The grand poobahs of finance practiced their secret handshakes in İstanbul this week, nervous whether they could adapt to the new rituals being forced on them by an economic crisis and shifting balance of power among the top global economies.
Demonstrators protested against what they perceive to be the destructive lending policies of the International Monetary Fund (IMF) and World Bank, while economists and policy analysts wondered about the changing global financial landscape and the need for collaboration among the masters of old money and new.
Meanwhile the so-called Bretton Woods institutions, the World Bank and all its affiliated organizations, had ordinary business to attend to, the most urgent being accommodating powerful emerging markets like China, India, Brazil and yes, Turkey, into the new world order.
World Bank President Robert Zoellick said that he met with the bank's Development Committee and discussed ways to change with the times. “The agenda included ensuring that developing countries will get a bigger say in how the institution is run,” he said. “This meeting committed to reaching an agreement by the World Bank spring meetings next year on shifting at least 3 percentage points of voting power to developing countries. That would give them 47 percent in total, at least. It also supported moving towards an equitable voting power to developing countries over time.”
Zoellick said the agenda also included making sure that the World Bank Group has enough resources, creating a new facility to rapidly disburse grants and no-interest loans to the world's 79 poorest countries and putting into effect the G-20's call for a $20 billion food security facility. The latter was really a call on the G-8 to fulfill the pledges made in July to invest $20 billion in agricultural development and food aid over the coming three years.

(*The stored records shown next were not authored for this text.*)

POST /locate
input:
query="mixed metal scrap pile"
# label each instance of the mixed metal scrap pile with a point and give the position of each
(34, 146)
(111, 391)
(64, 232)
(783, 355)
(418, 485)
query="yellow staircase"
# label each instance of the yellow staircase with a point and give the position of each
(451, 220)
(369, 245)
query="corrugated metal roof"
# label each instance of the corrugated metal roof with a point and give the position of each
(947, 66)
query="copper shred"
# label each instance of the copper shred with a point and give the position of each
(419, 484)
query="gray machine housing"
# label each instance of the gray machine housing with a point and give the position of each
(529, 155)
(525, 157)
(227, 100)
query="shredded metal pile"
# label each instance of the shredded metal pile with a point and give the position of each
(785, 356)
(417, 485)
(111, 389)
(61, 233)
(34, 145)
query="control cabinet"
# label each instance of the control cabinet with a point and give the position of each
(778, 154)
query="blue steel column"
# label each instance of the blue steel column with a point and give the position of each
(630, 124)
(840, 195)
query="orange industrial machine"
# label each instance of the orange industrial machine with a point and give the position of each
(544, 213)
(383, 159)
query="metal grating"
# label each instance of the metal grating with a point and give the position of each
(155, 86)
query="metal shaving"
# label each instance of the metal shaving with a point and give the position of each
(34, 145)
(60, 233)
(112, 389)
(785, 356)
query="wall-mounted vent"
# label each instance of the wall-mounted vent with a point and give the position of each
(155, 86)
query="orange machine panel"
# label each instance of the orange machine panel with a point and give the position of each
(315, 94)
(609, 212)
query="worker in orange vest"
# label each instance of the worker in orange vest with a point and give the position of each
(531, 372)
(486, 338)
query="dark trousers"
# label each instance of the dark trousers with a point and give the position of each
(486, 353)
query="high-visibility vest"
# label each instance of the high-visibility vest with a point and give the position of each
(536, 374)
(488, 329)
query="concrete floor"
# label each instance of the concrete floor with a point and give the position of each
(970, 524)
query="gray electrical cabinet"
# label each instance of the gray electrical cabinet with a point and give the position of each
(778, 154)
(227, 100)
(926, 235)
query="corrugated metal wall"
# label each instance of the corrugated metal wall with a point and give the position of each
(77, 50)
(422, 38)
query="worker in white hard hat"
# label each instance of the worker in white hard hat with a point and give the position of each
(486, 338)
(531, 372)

Serving both rich and poor
Jim O'Neill, chief economist at Goldman Sachs, worried that the IMF might miss an historic opportunity to position itself to be a key player in preventing future crises. “The IMF has been given loads of opportunities here and needs to seize the moment,” O'Neill said in a Bloomberg interview. “I'm not convinced they will. [Dominique] Strauss-Kahn [the IMF director] is doing a good job, but they should be bolder. They are still beholden to those who own them.”